Hay derechos que existen en el papel, pero que se vuelven mucho más difíciles de ejercer cuando falta un medicamento, una consulta o un centro de salud cerca.

Un anticonceptivo que no llega, un tratamiento para abortar que deja de estar disponible o una consulta que se vuelve inaccesible pueden transformar una decisión sobre el propio cuerpo en una carrera contra el tiempo.

En el segundo episodio de Lo que el río trae, Viviana Lorente y Sonia Tessa se alejan de las instituciones para mirar qué ocurre en los territorios cuando las políticas públicas no alcanzan o empiezan a desaparecer.

Las respuestas aparecen en otros lugares: en los barrios, en las organizaciones feministas, en las redes de promotoras de salud y en las colectivas que acompañan a quienes necesitan información, medicamentos o simplemente saber que hay alguien del otro lado.

Son redes que no surgieron de un día para otro, pero que sí se construyeron a partir de experiencias compartidas. En este episodio se narran algunas de esas historias a partir de preguntarse qué sucede con los derechos cuando quienes deberían garantizarlos se retiran. Y, sobre todo, quiénes aparecen para sostenerlos.

Imaginar para volver a florecer: episodio III

El último episodio de Lo que el río trae es un gran espejo donde se refleja la región entera. Mientras las derechas radicales ganan elecciones, los derechos se convierten en uno de sus principales campos de batalla.

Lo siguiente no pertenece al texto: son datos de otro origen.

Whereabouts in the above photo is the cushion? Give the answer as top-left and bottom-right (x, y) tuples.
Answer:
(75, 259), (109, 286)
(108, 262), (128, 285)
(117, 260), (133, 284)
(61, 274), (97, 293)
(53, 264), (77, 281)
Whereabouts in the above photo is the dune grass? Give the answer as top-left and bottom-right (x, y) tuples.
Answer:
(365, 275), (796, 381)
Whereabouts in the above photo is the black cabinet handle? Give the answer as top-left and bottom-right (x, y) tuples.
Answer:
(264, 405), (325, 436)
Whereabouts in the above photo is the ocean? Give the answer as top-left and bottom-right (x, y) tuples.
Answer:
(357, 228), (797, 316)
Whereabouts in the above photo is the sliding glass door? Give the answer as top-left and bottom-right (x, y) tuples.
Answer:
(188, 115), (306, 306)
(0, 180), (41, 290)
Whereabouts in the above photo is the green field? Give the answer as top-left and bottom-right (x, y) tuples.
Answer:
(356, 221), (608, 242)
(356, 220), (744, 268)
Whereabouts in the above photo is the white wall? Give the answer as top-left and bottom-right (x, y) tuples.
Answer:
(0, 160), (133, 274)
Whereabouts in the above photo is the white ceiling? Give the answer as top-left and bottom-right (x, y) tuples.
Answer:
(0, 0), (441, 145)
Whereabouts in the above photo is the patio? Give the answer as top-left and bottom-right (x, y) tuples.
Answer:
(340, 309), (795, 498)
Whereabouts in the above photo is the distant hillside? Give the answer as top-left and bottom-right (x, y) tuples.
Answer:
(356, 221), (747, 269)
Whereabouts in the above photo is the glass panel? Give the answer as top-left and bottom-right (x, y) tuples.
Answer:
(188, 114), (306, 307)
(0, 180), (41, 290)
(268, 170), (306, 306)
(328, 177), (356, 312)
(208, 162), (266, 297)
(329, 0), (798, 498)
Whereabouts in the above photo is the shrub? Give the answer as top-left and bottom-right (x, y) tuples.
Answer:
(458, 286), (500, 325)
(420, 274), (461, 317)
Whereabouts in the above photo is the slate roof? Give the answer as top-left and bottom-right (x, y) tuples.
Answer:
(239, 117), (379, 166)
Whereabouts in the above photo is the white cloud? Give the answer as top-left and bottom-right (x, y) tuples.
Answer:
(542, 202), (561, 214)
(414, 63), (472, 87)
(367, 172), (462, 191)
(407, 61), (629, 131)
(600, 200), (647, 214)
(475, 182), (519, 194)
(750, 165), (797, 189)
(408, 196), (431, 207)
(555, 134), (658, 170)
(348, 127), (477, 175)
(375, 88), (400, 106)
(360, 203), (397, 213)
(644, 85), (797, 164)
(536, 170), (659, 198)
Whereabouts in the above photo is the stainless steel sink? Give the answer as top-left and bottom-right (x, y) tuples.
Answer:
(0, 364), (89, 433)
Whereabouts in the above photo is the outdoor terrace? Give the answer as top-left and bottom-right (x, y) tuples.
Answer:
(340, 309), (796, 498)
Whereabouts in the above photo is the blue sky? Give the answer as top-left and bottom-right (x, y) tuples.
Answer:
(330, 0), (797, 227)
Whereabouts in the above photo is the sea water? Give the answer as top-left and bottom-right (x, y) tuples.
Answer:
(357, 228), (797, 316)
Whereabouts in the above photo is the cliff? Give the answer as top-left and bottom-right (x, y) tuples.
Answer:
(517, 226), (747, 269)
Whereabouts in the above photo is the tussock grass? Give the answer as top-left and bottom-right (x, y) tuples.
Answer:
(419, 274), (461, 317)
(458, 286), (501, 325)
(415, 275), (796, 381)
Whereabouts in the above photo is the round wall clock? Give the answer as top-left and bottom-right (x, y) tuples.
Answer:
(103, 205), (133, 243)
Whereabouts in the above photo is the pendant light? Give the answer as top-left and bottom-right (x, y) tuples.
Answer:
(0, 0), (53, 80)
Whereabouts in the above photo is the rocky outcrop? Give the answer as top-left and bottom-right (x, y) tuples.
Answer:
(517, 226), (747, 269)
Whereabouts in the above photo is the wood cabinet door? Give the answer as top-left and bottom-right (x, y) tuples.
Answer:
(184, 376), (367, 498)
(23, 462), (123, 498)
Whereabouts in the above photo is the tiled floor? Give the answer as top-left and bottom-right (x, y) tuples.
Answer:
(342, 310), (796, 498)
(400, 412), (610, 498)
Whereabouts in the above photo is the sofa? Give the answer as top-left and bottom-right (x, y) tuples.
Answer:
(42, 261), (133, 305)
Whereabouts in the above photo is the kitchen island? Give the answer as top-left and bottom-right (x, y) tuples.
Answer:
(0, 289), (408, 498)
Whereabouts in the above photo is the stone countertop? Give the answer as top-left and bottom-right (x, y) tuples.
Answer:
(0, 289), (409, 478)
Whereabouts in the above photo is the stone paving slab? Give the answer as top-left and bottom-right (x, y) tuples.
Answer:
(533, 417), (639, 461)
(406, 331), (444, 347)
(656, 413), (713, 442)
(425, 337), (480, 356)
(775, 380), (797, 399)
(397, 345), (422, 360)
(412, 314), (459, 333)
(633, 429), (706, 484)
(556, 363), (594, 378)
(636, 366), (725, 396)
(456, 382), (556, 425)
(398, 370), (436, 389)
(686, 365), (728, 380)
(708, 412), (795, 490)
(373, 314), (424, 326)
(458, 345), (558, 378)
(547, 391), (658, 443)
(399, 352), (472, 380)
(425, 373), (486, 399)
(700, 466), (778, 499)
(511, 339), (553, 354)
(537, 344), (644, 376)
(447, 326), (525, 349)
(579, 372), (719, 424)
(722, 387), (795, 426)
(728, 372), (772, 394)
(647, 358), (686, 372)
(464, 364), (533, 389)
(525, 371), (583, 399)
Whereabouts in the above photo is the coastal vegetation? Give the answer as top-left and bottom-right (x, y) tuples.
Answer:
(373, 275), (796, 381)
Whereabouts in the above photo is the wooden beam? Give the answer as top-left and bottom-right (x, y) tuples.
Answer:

El retroceso no ocurre únicamente en las leyes. También aparece en los discursos, en las instituciones, en los presupuestos y en las formas de nombrar —y controlar— nuestros cuerpos.

En el episodio Imaginar para volver a florecer,  Viviana Lorente y Sonia Tessa dialogan con distintas referentes de la región quienes comparten experiencias, estrategias y aprendizajes frente a un escenario que trasciende las fronteras nacionales. Testimonios como el de Ana Priscila Alves, integrante de la Marcha Mundial de las Mujeres en Río de Janeiro, Brasil, o el de Mónica Roa, fundadora y directora de la organización Puentes, describen las redes que se sostienen, los saberes que circulan y las alianzas que se construyen incluso en los momentos más adversos.

Porque los feminismos también han aprendido a moverse cuando cambian las reglas. A encontrarse entre territorios, a compartir herramientas y a convertir el cuidado y la organización colectiva en formas de resistencia.